Thursday, May 4, 2017

Just flushed with pride, the man


Terence Mann: Ray, people will come Ray. They'll come to Iowa for reasons they can't even fathom. They'll turn up your driveway not knowing for sure why they're doing it. They'll arrive at your door as innocent as children, longing for the past. Of course, we won't mind if you look around, you'll say. It's only $20 per person. They'll pass over the money without even thinking about it: for it is money they have and peace they lack. And they'll walk out to the bleachers; sit in shirtsleeves on a perfect afternoon. They'll find they have reserved seats somewhere along one of the baselines, where they sat when they were children and cheered their heroes. And they'll watch the game and it'll be as if they dipped themselves in magic waters. The memories will be so thick they'll have to brush them away from their faces. People will come Ray. The one constant through all the years, Ray, has been baseball. America has rolled by like an army of steamrollers. It has been erased like a blackboard, rebuilt and erased again. But baseball has marked the time. This field, this game: it's a part of our past, Ray. It reminds of us of all that once was good and it could be again.

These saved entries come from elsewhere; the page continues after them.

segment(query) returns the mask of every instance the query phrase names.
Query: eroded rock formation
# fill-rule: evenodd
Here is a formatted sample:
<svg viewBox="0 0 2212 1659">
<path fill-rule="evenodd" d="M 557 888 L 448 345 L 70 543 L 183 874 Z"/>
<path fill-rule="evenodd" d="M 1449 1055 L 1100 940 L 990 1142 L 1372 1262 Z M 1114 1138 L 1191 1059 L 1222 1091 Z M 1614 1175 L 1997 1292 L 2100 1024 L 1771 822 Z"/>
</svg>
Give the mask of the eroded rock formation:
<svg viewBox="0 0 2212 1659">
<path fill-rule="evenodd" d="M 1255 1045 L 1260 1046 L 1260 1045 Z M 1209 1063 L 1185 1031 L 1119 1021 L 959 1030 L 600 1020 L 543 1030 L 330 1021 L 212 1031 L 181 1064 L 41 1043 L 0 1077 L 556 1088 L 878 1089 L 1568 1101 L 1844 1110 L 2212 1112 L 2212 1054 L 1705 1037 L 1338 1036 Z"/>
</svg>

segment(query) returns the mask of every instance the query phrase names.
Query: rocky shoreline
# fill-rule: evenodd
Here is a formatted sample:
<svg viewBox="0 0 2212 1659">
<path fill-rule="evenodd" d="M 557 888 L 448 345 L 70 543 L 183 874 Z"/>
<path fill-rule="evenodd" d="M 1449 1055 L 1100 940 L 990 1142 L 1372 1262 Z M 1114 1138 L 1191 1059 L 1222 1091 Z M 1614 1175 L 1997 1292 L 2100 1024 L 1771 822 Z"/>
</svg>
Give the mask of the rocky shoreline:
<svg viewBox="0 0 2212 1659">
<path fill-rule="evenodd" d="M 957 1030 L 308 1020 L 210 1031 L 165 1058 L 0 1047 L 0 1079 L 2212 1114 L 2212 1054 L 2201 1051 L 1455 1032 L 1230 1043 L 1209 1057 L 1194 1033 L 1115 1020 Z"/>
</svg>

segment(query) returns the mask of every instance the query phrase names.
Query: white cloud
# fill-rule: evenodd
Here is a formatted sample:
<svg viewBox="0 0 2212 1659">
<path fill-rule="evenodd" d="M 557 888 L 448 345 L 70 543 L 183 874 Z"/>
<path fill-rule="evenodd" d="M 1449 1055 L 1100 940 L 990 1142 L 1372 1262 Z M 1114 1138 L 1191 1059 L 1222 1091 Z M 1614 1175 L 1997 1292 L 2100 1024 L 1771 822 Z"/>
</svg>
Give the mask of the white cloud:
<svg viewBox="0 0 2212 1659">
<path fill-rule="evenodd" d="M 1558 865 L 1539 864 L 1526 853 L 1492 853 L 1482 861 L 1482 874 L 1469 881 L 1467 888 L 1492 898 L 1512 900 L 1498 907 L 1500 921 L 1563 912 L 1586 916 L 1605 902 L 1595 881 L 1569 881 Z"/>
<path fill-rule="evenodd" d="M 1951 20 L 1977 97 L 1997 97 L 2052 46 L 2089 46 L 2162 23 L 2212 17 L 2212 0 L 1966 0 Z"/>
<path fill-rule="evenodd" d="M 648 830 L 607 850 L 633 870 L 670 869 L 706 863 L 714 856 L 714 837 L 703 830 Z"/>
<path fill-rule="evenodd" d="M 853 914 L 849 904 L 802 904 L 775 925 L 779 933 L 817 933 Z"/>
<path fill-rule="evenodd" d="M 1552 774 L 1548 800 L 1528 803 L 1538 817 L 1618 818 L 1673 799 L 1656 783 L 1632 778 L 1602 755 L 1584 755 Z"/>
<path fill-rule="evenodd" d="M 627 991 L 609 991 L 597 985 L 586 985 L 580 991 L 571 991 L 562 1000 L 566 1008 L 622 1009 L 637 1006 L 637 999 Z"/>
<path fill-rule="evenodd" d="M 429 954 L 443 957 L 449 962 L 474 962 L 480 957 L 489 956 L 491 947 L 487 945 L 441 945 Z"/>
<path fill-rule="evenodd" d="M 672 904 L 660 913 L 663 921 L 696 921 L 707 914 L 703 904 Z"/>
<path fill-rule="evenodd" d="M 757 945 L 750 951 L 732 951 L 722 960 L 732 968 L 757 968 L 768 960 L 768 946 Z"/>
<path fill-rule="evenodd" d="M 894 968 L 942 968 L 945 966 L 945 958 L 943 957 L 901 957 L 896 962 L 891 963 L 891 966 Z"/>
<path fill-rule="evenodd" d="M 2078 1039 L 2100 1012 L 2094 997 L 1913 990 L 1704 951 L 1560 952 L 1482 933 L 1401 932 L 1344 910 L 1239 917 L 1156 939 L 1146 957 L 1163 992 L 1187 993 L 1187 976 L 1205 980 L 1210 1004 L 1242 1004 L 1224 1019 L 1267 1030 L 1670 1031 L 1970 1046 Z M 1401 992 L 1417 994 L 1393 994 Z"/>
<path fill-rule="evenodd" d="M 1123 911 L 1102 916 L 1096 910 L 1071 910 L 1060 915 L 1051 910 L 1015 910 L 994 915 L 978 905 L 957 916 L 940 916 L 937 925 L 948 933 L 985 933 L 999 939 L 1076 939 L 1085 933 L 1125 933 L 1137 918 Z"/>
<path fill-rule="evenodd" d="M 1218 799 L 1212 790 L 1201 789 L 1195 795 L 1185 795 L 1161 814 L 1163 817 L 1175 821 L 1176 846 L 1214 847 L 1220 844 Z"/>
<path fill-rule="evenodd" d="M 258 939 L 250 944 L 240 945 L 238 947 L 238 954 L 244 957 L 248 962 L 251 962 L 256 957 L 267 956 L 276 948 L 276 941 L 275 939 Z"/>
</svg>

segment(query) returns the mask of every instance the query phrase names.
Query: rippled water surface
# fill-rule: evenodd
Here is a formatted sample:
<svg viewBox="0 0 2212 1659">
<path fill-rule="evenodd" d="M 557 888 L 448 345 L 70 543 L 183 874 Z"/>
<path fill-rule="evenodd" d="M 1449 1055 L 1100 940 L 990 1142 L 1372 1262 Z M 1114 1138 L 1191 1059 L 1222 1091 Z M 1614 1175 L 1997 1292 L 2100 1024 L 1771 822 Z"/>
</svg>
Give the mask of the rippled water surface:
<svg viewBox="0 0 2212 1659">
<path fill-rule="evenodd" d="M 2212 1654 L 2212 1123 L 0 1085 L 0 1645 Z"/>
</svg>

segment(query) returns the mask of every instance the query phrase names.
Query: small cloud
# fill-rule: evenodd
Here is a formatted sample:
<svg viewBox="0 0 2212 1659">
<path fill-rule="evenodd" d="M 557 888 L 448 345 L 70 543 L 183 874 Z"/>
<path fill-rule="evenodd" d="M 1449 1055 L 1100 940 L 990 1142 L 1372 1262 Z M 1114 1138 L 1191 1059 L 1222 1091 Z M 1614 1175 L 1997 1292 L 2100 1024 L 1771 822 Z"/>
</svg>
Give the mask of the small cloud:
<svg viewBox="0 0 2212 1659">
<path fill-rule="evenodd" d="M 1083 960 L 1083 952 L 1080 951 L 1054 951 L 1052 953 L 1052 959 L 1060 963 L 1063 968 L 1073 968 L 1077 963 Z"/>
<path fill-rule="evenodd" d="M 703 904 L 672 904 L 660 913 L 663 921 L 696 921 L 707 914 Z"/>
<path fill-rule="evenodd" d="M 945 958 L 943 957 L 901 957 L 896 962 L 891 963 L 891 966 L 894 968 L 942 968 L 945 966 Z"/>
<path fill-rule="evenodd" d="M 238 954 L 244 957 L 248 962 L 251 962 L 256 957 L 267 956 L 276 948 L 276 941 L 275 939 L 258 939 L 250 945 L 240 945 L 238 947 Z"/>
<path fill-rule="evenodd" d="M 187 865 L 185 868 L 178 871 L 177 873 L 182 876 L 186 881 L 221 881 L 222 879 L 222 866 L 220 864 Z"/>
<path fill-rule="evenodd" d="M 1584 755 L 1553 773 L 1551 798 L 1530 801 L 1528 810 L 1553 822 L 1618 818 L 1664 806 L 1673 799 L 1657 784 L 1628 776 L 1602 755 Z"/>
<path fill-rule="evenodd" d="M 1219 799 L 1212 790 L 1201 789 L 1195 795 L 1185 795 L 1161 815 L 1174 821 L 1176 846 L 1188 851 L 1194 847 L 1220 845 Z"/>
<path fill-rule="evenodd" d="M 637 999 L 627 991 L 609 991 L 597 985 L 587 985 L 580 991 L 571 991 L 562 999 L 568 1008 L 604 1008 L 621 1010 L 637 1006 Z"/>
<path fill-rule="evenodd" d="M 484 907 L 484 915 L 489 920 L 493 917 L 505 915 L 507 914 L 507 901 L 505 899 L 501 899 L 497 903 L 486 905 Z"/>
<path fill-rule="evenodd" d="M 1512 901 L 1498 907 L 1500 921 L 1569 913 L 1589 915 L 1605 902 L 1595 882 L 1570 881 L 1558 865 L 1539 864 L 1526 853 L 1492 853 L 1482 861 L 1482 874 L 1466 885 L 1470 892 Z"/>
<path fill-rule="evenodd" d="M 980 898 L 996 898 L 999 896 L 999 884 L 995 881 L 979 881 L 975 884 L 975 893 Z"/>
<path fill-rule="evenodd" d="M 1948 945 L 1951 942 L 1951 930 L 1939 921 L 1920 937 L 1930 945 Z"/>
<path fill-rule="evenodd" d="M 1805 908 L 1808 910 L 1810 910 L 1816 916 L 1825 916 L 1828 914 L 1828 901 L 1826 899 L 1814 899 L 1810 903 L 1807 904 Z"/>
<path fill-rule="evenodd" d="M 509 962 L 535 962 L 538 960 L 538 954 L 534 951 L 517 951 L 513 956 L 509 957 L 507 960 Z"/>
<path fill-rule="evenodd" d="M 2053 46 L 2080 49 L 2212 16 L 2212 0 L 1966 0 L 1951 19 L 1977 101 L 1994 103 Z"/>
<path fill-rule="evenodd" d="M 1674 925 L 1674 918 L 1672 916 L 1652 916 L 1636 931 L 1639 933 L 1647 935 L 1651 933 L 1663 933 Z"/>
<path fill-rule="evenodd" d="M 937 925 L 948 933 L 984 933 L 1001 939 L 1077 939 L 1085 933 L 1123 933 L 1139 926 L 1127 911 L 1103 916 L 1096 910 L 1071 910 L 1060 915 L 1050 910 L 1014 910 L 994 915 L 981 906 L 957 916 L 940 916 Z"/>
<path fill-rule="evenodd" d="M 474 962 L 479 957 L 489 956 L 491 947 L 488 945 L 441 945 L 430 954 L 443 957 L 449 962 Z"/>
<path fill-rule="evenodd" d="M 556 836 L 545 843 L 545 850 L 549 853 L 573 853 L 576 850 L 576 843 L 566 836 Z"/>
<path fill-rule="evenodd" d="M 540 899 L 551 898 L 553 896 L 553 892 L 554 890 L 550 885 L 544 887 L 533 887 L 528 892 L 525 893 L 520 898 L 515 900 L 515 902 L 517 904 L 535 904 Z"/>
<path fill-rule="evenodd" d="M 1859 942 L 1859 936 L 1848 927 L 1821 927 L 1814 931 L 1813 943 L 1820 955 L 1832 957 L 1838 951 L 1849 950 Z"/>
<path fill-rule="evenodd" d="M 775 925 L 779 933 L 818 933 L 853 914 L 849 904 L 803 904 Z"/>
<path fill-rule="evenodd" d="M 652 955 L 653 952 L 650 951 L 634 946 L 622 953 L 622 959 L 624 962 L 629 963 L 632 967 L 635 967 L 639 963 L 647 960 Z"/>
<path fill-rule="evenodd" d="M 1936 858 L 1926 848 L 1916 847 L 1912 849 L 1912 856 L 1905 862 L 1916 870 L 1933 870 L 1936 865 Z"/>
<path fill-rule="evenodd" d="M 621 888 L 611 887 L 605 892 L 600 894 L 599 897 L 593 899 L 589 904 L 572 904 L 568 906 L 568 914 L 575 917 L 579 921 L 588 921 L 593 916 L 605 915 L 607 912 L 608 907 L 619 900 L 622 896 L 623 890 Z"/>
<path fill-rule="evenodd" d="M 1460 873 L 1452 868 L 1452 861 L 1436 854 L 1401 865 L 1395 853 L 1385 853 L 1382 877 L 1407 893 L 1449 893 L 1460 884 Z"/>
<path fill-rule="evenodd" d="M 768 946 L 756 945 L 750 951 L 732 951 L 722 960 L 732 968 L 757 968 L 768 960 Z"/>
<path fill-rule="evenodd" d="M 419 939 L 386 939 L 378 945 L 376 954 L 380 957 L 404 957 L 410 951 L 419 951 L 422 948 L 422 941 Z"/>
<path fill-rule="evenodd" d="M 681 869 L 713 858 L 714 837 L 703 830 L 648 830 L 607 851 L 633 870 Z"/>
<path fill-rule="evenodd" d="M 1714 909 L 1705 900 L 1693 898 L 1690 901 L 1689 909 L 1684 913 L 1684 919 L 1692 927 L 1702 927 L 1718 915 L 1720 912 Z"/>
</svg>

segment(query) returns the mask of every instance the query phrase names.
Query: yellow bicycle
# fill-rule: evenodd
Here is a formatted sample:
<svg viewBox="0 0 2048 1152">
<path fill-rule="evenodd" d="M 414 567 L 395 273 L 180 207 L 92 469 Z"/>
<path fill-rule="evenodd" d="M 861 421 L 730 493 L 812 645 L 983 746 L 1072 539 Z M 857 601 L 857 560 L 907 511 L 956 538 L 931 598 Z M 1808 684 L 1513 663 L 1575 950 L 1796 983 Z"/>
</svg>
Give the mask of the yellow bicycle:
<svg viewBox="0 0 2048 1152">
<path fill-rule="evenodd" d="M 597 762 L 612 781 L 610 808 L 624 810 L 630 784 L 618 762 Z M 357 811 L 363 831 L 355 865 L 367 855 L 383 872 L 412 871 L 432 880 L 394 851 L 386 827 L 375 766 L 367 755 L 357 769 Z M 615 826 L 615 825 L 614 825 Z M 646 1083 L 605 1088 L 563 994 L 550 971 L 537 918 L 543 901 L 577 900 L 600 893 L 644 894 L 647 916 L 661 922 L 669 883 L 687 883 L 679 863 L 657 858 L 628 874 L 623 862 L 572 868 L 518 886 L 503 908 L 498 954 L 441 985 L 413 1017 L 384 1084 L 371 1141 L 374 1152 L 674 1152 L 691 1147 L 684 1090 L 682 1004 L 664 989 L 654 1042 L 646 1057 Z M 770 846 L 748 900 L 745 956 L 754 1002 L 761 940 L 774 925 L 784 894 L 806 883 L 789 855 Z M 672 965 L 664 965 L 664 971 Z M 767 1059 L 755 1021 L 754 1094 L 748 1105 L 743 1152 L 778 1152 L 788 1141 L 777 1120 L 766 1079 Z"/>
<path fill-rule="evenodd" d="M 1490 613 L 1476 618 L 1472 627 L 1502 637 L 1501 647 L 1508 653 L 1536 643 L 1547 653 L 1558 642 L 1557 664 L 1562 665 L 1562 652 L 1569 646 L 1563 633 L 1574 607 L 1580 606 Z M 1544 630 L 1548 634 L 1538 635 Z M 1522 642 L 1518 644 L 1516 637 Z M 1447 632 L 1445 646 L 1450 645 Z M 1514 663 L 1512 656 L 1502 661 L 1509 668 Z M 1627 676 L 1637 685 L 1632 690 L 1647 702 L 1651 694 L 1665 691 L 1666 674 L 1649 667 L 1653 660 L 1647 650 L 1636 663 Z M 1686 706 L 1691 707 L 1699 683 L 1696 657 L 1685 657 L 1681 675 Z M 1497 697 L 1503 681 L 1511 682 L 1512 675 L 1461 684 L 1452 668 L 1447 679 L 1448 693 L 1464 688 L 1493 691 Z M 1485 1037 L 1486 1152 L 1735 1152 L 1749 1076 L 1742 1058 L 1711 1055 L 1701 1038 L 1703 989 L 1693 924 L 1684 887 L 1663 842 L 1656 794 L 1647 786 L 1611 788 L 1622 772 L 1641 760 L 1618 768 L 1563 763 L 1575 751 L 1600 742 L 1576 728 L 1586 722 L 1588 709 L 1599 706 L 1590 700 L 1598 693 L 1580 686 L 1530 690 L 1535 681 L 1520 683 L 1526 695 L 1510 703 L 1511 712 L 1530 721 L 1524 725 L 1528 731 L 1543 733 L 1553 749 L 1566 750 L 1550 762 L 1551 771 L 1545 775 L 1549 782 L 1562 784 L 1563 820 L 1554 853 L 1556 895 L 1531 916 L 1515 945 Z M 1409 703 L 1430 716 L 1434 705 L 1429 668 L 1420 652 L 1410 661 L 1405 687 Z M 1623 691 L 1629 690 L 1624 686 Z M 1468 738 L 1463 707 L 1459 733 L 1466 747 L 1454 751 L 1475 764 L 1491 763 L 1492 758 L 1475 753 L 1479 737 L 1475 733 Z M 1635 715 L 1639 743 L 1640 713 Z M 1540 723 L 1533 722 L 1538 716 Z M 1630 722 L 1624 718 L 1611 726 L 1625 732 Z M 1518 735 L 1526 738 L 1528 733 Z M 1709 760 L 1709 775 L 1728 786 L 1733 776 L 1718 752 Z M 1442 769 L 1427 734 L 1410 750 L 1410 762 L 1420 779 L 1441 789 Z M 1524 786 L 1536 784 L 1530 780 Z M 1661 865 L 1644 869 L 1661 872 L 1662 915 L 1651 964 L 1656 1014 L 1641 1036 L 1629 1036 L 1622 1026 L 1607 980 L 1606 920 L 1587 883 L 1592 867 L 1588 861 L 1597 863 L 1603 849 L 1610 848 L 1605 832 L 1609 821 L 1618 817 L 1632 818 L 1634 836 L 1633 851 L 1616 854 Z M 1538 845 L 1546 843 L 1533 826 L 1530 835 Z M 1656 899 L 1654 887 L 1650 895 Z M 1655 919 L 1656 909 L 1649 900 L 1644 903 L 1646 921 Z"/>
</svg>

Oh... people will come Ray. People will most definitely come.

-Field of Dreams, 1989

 The Guardian:
A New York City man is on a mission to flush the cremated remains of his lifelong friend – a plumber – down ballpark toilets around the US. 
Tom McDonald told the New York Times that it’s a fitting tribute for Roy Riegel. The two baseball fans were childhood friends in Queens, not far from – appropriately – Flushing Meadows, where the Mets play. 
Like baseball, this endeavor has rules. The game has to be in progress when McDonald sprinkles the ashes into the toilet. So far, he’s completed his task at 16 stadiums.
And, like all things of the New Age, the story ends in North Carolina:
McDonald has enough ashes left for one more tribute. He hopes to do it at Durham Athletic Park in North Carolina, where the 1988 baseball movie Bull Durham was filmed.
But what if the team gets a new stadium? 

"Can I have that toilet seat?"

Annie Savoy: [narrating] Walt Whitman once said, "I see great things in baseball. It's our game, the American game. It will repair our losses and be a blessing to us." You could look it up.